La Conquete de l’Iraq

Après la mort de Muhammad en 632, des tribues de la péninsule arabique attaquent Medine et Oman, car elles refusent de payer la zakat, qui redistribue l’argent vers les pauvres. Abu Bakr dirige la défense de Médine puis la reconquête de la péninsule, qui se convertit ou retourne dans l’Islam. Ce sont les guerres de l’apostasie (haroub al ridda). Lors de la bataille de Yamama, la dernière égion, au nord de l’arabie, un nombre important de qurra’, les mémorisateurs et réciteurs du Coran, va mourrir au combat.
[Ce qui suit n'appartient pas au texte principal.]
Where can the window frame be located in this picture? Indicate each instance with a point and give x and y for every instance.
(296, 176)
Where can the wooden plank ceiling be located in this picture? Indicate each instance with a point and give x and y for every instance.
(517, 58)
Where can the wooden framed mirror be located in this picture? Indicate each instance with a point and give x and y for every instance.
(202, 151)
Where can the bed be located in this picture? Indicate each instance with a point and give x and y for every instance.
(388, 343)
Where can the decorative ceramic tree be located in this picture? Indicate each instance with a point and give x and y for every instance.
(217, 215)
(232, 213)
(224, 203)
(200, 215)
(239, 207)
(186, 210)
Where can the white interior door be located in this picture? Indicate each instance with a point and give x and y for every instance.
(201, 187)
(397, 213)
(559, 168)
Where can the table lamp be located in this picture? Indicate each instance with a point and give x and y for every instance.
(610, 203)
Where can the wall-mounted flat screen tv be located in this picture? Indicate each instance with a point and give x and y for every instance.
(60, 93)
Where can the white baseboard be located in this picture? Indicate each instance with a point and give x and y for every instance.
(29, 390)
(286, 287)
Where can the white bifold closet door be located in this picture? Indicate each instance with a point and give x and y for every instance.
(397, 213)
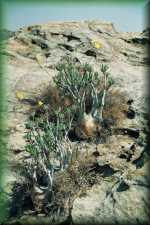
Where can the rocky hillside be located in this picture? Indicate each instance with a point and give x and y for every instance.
(121, 195)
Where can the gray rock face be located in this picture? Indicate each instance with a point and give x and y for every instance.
(123, 196)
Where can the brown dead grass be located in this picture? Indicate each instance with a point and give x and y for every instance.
(115, 107)
(73, 182)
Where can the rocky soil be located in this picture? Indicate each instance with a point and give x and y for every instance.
(122, 194)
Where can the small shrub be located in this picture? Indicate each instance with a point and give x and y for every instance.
(81, 100)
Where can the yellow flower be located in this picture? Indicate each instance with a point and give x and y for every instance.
(19, 95)
(40, 103)
(96, 44)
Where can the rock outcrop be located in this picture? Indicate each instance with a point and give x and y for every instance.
(122, 196)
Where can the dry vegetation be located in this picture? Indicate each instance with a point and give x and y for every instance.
(83, 105)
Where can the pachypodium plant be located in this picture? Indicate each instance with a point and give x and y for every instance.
(46, 141)
(83, 85)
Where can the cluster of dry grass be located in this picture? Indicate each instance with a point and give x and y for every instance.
(81, 172)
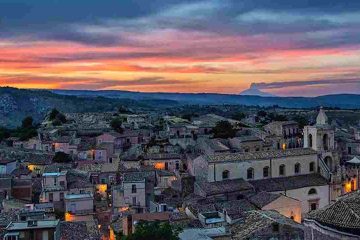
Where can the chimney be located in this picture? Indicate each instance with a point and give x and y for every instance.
(32, 223)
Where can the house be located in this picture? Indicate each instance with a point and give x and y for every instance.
(255, 165)
(54, 187)
(211, 146)
(286, 206)
(247, 144)
(5, 185)
(223, 190)
(267, 225)
(339, 220)
(164, 161)
(7, 166)
(130, 221)
(312, 190)
(78, 205)
(33, 229)
(135, 191)
(284, 134)
(22, 189)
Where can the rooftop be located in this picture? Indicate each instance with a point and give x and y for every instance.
(255, 221)
(233, 157)
(225, 186)
(78, 196)
(288, 183)
(261, 199)
(16, 226)
(137, 176)
(54, 174)
(343, 215)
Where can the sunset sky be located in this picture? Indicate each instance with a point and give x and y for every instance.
(289, 47)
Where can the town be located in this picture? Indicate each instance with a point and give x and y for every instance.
(125, 174)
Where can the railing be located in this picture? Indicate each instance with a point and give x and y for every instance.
(324, 169)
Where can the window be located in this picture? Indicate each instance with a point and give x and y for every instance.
(312, 191)
(226, 174)
(312, 167)
(51, 197)
(133, 188)
(297, 169)
(313, 206)
(266, 171)
(326, 142)
(282, 170)
(275, 227)
(250, 173)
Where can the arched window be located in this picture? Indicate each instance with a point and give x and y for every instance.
(226, 174)
(250, 173)
(310, 140)
(282, 170)
(312, 191)
(312, 167)
(297, 169)
(266, 171)
(326, 142)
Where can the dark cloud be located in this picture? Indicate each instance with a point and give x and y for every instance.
(287, 84)
(281, 19)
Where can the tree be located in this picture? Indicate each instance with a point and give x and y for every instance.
(4, 133)
(27, 122)
(154, 230)
(57, 117)
(61, 157)
(277, 117)
(61, 118)
(224, 129)
(262, 113)
(301, 120)
(54, 112)
(27, 129)
(116, 124)
(239, 116)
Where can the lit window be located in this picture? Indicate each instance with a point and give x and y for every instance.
(266, 171)
(225, 174)
(282, 170)
(312, 191)
(312, 167)
(297, 168)
(250, 173)
(133, 188)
Ce qui va pousser Abu Bakr à compléter rapidement la compilation du Coran par écrit pour assurer la continuité de sa mémorisation. Pour comprendre ce danger, il faut savori que depuis le début de la prédication de Muhammad opposé aux riches marchands de La Mecque, l’Islam a toujours été une religion menacée, fuyant et combattant pour assurer sa survier. Créant ainsi un groupe solidaire dont beaucoup sont à la fois des savants et combattants, ce qui semble définir les qurra’. En 636 Omar, qui a succédé à Abu Bakr, va étendre L’Islam vers la Syrie et l’Iraq en remportant les bataille de Yarmouk (Syrie) et Qadysshia (Iraq). Et libèrer l’Iraq du règne des Perses Sassanides.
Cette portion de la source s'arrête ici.